La subalternità della donna secondo Aristotele
La teorizzazione più significativa della subalternità della donna è quella elaborata Aristotele nella Politica. La supposta inferiorità femminile trova qui giustificazione in base alla dottrina delle facoltà dell'anima. Dopo aver chiarito che la funzione della donna nella famiglia è quella, imposta dalla differenza sessuale, di cooperare con il maschio ai fini della procreazione e della cura dei figli e della casa, Aristotele osserva che se l'uomo si distingue dagli animali per il possesso della facoltà razionale, la donna si distingue a sua volta dall'uomo maschio perché dotata di una razionalità solo parziale e, per così dire "dimezzata". La ragione e la competenza linguistica della donna sarebbero ristrette e limitate alla capacità di comprendere e obbedire agli ordini del capo famiglia.
Anche nell'ambito della procreazione, alla donna è assegnato da Aristotele un ruolo secondario. Nel concepimento, la madre interviene infatti come materia, cui il padre imprime il suggello della propria forma.
Domande da interrogazione
- Qual è il ruolo dell'uomo nella società greca classica secondo Aristotele?
- Come viene giustificata la subalternità della donna nella teorizzazione aristotelica?
- Qual è il ruolo della donna nella procreazione secondo Aristotele?

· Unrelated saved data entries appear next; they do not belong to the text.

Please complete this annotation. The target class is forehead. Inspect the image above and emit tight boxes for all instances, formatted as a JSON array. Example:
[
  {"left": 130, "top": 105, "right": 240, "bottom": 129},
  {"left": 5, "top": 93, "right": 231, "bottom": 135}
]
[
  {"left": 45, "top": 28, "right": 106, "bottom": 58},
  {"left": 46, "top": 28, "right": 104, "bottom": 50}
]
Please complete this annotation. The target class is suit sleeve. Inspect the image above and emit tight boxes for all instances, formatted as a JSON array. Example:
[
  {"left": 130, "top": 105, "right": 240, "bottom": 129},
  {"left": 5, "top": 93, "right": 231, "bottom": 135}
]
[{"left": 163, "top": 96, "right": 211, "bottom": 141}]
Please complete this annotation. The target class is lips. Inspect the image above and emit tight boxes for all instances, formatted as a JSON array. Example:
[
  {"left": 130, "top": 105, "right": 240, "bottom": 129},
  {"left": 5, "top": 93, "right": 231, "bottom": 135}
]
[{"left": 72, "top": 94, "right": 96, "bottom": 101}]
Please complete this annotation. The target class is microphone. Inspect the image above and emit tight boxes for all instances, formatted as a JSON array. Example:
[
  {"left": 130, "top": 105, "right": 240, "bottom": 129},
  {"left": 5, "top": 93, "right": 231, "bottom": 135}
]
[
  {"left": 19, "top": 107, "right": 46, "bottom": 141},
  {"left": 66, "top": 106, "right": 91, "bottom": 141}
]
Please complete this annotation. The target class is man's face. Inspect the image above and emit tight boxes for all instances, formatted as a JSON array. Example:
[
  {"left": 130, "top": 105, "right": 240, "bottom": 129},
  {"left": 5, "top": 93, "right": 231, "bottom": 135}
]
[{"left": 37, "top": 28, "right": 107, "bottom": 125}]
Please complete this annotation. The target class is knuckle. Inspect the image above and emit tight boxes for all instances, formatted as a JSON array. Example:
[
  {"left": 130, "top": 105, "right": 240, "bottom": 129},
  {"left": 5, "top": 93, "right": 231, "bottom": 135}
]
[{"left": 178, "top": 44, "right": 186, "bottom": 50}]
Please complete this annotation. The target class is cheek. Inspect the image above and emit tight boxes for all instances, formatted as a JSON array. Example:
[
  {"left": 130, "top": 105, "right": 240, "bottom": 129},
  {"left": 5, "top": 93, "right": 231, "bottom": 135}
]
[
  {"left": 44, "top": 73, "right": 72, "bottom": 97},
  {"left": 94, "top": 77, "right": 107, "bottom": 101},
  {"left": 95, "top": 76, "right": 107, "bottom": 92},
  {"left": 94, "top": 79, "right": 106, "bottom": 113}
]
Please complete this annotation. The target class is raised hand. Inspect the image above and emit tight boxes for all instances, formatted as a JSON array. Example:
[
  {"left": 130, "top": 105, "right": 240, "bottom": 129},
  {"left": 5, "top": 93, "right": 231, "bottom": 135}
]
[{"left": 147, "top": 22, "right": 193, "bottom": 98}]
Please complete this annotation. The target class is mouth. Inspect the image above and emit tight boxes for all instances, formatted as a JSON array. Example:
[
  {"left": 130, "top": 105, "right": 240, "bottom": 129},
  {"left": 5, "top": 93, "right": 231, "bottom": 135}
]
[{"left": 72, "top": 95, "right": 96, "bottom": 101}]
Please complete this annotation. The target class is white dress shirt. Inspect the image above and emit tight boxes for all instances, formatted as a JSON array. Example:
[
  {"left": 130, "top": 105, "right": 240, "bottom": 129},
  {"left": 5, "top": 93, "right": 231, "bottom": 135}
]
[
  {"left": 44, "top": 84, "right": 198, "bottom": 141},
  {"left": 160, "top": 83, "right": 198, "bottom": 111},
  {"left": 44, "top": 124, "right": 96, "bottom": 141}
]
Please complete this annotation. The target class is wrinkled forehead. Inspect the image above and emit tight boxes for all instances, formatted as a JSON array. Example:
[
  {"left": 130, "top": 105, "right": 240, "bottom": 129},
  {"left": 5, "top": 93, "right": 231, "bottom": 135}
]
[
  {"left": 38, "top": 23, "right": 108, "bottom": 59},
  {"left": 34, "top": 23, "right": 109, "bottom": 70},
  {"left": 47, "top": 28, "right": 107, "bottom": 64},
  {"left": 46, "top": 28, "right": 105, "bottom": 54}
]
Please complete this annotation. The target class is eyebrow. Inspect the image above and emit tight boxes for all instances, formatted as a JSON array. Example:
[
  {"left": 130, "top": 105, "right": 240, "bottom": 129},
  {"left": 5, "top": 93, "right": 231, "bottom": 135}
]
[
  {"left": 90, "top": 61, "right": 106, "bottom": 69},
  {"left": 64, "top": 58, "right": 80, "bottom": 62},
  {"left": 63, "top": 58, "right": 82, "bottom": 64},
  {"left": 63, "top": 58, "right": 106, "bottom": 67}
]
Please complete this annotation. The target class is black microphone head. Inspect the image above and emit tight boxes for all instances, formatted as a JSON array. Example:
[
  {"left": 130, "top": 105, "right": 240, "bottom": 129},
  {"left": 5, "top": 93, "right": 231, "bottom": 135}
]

Nella società greca classica, l'uomo era considerato un "animale politico" e aveva un ruolo centrale nella vita pubblica e politica. Solo chi partecipava attivamente alla vita politica e alla difesa militare della città aveva pieno accesso alla cittadinanza.
Aristotele giustifica la subalternità della donna basandosi sulla dottrina delle facoltà dell'anima, sostenendo che la donna possiede una razionalità parziale e limitata, destinata a comprendere e obbedire agli ordini del capo famiglia.
Secondo Aristotele, nella procreazione, la donna ha un ruolo secondario, intervenendo come materia su cui il padre imprime la propria forma, sottolineando così la sua posizione subordinata.